Just then the leaves began to shake, and the rustling swelled from one end of the wasteland to the other, as if all the trees were filling their lungs and blowing out together. And
then the branches stilled. When Mary looked down, the blackbird was eating the end of a worm, while the worm’s front half seized its moment and slid under leaves.

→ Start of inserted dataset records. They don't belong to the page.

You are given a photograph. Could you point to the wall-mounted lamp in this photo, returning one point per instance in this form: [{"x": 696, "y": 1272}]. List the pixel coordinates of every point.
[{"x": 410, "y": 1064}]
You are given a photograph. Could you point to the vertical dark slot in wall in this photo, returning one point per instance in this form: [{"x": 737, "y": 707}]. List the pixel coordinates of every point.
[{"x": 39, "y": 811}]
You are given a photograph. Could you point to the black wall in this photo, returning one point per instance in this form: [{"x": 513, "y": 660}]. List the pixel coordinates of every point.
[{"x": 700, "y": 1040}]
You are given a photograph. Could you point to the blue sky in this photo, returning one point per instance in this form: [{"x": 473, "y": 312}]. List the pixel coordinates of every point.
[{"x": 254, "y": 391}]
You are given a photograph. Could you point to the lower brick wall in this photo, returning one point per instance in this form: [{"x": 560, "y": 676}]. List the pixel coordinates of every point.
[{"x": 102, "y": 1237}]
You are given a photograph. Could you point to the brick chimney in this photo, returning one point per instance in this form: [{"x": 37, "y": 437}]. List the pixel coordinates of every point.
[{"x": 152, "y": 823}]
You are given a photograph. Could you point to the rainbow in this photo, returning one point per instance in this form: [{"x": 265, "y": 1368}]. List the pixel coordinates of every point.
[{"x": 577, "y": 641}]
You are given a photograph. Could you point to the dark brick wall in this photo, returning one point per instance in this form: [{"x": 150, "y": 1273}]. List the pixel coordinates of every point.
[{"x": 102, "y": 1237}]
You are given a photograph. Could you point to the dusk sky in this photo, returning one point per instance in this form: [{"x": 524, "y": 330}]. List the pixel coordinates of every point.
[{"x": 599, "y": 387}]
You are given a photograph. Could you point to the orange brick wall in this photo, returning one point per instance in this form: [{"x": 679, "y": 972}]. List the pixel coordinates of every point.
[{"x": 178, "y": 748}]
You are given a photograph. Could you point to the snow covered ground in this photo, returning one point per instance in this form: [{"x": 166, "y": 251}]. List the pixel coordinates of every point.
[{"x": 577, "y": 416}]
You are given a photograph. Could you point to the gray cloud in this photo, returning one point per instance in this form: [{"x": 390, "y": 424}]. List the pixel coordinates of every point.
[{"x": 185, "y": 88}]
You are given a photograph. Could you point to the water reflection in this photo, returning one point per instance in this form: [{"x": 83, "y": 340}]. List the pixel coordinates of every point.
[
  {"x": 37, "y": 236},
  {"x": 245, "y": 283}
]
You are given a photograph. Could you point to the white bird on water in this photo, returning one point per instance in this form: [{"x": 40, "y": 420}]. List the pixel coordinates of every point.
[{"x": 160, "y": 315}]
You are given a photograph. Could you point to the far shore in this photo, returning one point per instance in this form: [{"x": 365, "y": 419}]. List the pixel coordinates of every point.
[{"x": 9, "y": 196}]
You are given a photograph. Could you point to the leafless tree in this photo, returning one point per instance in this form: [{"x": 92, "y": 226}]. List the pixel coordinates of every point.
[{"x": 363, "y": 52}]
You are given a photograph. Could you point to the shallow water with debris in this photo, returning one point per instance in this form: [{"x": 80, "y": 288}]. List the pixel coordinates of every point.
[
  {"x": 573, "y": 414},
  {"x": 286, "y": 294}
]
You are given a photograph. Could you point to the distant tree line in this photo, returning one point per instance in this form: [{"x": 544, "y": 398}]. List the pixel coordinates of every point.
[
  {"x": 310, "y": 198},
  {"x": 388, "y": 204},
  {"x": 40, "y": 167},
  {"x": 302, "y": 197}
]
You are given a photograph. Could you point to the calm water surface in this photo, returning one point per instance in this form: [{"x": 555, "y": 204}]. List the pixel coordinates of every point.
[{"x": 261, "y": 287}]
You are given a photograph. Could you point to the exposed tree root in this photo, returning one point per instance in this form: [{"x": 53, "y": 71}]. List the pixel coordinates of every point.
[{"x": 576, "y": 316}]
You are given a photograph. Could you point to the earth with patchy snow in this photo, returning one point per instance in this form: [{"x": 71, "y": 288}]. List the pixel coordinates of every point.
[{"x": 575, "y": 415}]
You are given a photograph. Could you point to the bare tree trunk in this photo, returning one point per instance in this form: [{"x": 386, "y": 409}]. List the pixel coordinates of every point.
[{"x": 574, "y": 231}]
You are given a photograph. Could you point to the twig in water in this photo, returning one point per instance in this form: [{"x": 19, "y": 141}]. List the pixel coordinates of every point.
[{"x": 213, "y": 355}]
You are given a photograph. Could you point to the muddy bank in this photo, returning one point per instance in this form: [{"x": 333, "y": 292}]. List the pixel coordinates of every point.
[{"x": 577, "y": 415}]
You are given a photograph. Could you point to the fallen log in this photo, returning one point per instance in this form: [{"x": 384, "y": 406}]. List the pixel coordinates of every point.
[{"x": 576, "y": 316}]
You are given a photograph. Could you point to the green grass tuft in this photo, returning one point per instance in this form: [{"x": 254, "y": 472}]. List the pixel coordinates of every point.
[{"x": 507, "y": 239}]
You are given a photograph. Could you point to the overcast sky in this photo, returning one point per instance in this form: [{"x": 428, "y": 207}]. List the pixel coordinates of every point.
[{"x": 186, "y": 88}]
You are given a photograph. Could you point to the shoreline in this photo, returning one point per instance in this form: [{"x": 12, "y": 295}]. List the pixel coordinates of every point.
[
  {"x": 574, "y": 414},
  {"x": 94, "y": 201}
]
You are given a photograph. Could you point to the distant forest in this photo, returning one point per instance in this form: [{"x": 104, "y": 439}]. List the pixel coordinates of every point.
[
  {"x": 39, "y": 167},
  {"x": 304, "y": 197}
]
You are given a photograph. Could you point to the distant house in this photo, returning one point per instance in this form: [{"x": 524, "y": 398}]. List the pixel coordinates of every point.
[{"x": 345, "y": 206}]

She started to walk again. It seemed that everything was running away from her. The undergrowth teemed with creatures crawling, creeping, pattering out of her path. She was unsure if it would be worse to see or not see the fox. He was lost to her, so the worst had already happened. Actually, no, there was something worse … To find him out here with someone else. “Please, no,” she murmured. She was thinking about what Ethan had said, about how they feigned death in order to attack, so she made her journey through the fern tunnel toward his other den with mounting nerves.
It was the sense that she was being watched that made her turn, half expecting to see Ethan behind her, with his raggy conservationist’s beard. But there he was. Well, now. Was it him? He was appraising her as if she were a stranger, with that generic triangulated stare she had herself doodled all those weeks ago in the margin of Michelle’s babysitting notes. His upper body rose out of the brambles fifteen feet away, his ears stiffly peaked, pinched along their creases. There was his powerful white chest. The commanding, if wary, expression. He appeared unharmed, though his lower half was obscured by thorny branches, and Mary realized with a crumple of relief that there was no hope of seeing or not seeing the white rib on his shin. Maybe it was owing to his distance or the fact that he was substantially obscured or just her disappointment making her think so, but he looked a shade shorter.